CREST Practitioner Security Analyst (CPSA) Practice

Which of the following is true regarding the Kerberos protocol?

• A. It is a method used for transferring files securely.
• B. It uses tickets for authentication over non-secure networks.
• C. It operates without any form of encryption.
• D. It is used exclusively for email transmission.

The correct answer is: It uses tickets for authentication over non-secure networks.

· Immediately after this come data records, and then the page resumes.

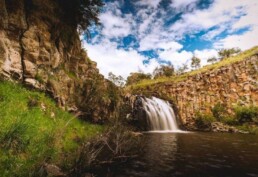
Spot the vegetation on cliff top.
[125,46,258,90]
[0,81,103,176]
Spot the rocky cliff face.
[133,54,258,128]
[0,0,119,121]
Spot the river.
[94,133,258,177]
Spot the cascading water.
[142,97,181,132]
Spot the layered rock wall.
[134,54,258,127]
[0,0,121,121]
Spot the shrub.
[195,113,216,129]
[235,106,258,124]
[211,103,227,121]
[70,123,144,176]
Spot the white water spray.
[142,97,181,132]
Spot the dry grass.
[125,46,258,90]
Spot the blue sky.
[84,0,258,78]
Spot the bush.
[195,113,216,129]
[235,106,258,124]
[211,103,227,121]
[70,123,144,176]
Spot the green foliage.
[70,123,145,176]
[234,106,258,124]
[211,103,227,121]
[191,56,201,69]
[218,48,241,60]
[176,64,188,75]
[0,81,103,176]
[126,73,151,85]
[127,46,258,90]
[207,57,218,64]
[108,72,125,87]
[195,113,216,129]
[56,0,104,31]
[153,65,175,79]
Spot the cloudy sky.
[84,0,258,78]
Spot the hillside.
[0,81,103,176]
[0,0,119,122]
[125,46,258,90]
[128,47,258,129]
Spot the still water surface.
[97,133,258,177]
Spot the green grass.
[0,80,103,177]
[125,46,258,90]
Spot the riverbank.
[0,81,104,176]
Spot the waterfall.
[142,97,181,132]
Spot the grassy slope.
[126,46,258,90]
[0,80,103,176]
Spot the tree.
[108,72,125,87]
[153,65,175,78]
[191,56,201,69]
[126,73,151,85]
[207,57,217,64]
[56,0,104,32]
[176,63,188,75]
[218,48,241,60]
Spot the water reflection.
[96,133,258,177]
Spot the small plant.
[235,106,258,124]
[211,103,227,121]
[195,113,216,129]
[28,96,40,108]
[0,120,29,153]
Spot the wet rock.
[211,122,248,134]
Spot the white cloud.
[194,49,218,66]
[159,50,193,67]
[214,28,258,50]
[134,0,161,8]
[99,2,135,38]
[171,0,199,11]
[170,0,248,36]
[84,0,258,78]
[84,40,159,78]
[202,26,226,41]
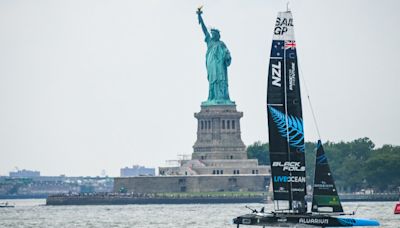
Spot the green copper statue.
[196,7,234,105]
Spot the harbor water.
[0,199,400,228]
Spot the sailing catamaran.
[233,11,379,227]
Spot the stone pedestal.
[192,104,247,160]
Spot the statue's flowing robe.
[205,36,231,101]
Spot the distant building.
[10,169,40,178]
[121,165,156,177]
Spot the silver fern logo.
[268,106,305,152]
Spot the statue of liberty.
[197,7,234,105]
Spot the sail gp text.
[274,176,306,183]
[272,161,306,172]
[274,17,293,35]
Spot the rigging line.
[283,40,293,210]
[297,56,321,140]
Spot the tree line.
[247,137,400,192]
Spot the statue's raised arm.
[196,7,234,105]
[196,6,210,40]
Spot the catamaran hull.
[233,213,379,227]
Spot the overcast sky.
[0,0,400,176]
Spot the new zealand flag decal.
[268,106,305,152]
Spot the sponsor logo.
[292,188,304,192]
[274,176,306,183]
[289,62,296,91]
[314,181,333,188]
[272,162,306,172]
[299,218,329,224]
[271,62,282,87]
[274,17,293,35]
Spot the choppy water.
[0,200,400,228]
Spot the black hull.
[233,213,379,227]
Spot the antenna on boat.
[298,59,321,139]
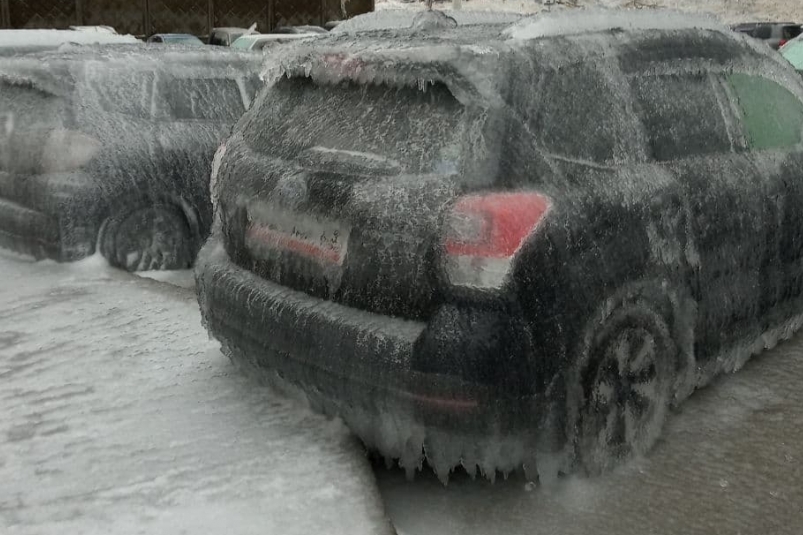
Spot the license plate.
[246,204,351,266]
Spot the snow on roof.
[503,9,730,40]
[0,30,139,48]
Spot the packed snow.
[0,252,390,535]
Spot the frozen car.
[733,22,801,50]
[0,45,258,270]
[196,12,803,477]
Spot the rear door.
[721,72,803,328]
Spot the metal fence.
[0,0,374,36]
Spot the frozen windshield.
[248,78,465,172]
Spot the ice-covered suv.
[196,12,803,477]
[0,44,259,271]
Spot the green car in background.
[780,34,803,75]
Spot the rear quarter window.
[727,73,803,150]
[630,73,731,161]
[528,64,634,163]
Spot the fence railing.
[0,0,374,36]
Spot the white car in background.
[231,32,326,50]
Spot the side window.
[753,24,772,39]
[631,74,731,161]
[529,64,633,163]
[727,73,803,150]
[161,78,245,123]
[0,81,67,172]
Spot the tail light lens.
[444,192,552,289]
[41,129,102,173]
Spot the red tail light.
[444,192,551,288]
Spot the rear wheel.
[100,206,195,271]
[570,299,677,474]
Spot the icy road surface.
[376,324,803,535]
[0,252,390,535]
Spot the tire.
[568,297,677,475]
[100,206,197,271]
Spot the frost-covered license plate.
[245,204,351,266]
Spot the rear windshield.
[83,63,155,120]
[160,78,245,123]
[245,78,465,174]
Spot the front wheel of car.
[100,206,195,271]
[570,297,677,475]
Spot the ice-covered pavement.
[0,253,391,535]
[376,320,803,535]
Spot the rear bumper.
[196,238,545,442]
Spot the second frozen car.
[196,12,803,477]
[0,45,258,271]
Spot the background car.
[0,30,141,56]
[196,12,803,479]
[0,45,259,271]
[732,22,801,50]
[147,33,204,45]
[209,28,251,46]
[270,26,329,34]
[780,35,803,74]
[231,33,321,50]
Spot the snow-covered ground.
[376,0,803,23]
[0,252,391,535]
[0,252,803,535]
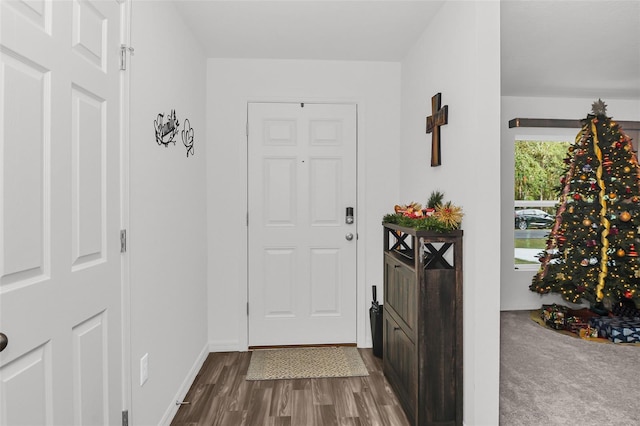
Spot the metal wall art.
[153,109,194,158]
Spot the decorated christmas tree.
[529,100,640,312]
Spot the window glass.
[514,140,571,270]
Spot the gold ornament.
[433,202,464,229]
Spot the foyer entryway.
[247,103,357,346]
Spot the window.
[514,138,571,270]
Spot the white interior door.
[0,0,122,426]
[248,103,357,346]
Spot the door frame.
[238,96,371,351]
[116,0,133,424]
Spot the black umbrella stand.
[369,285,382,358]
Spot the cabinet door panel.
[384,256,417,332]
[384,313,418,413]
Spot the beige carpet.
[246,346,369,380]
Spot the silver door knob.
[0,333,9,352]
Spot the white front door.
[0,0,122,426]
[248,103,357,346]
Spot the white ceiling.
[175,0,640,99]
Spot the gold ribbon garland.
[591,120,611,302]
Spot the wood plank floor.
[171,349,409,426]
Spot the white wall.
[399,1,500,425]
[129,1,208,425]
[207,59,400,352]
[500,96,640,311]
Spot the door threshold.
[249,343,357,351]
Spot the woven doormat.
[246,346,369,380]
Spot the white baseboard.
[209,340,240,352]
[158,345,209,426]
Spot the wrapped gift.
[590,317,640,343]
[540,303,569,330]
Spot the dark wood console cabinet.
[383,223,462,426]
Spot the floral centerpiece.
[382,191,464,232]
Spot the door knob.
[0,333,9,352]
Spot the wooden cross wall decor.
[427,93,449,167]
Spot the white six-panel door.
[0,0,122,426]
[248,103,357,346]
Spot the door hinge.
[120,44,133,71]
[120,229,127,253]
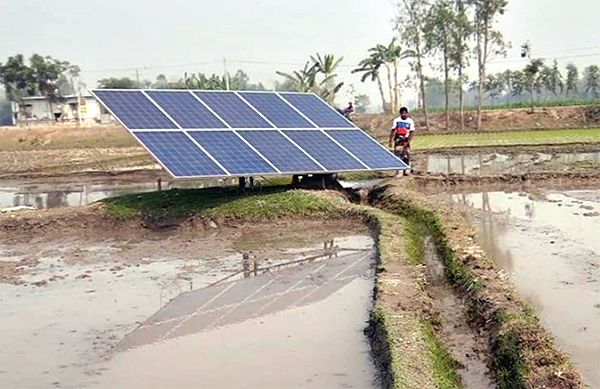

The Kerberos protocol is a network authentication protocol designed to provide secure authentication for users and services over potentially insecure networks. The key aspect of Kerberos is its use of tickets for authentication. When a user attempts to access a service, Kerberos provides a ticket that contains the user's identity and session information. This ticket is encrypted and can only be decrypted by the intended service, allowing for secure user authentication without the need to send passwords over the network. Using tickets mitigates the risks associated with password-based authentication, especially in environments where network security cannot be guaranteed. The design allows users to authenticate once and obtain multiple tickets for various services, thus enabling single sign-on functionality while maintaining a high level of security. Given this context, the assertion that Kerberos uses tickets for authentication over non-secure networks accurately reflects the protocol's core function and strengths. The other options either misrepresent its purpose or functionality, such as suggesting that Kerberos is solely for file transfer or email transmission, or that it operates without encryption, which contradicts its fundamental design that heavily relies on encryption to protect ticket data.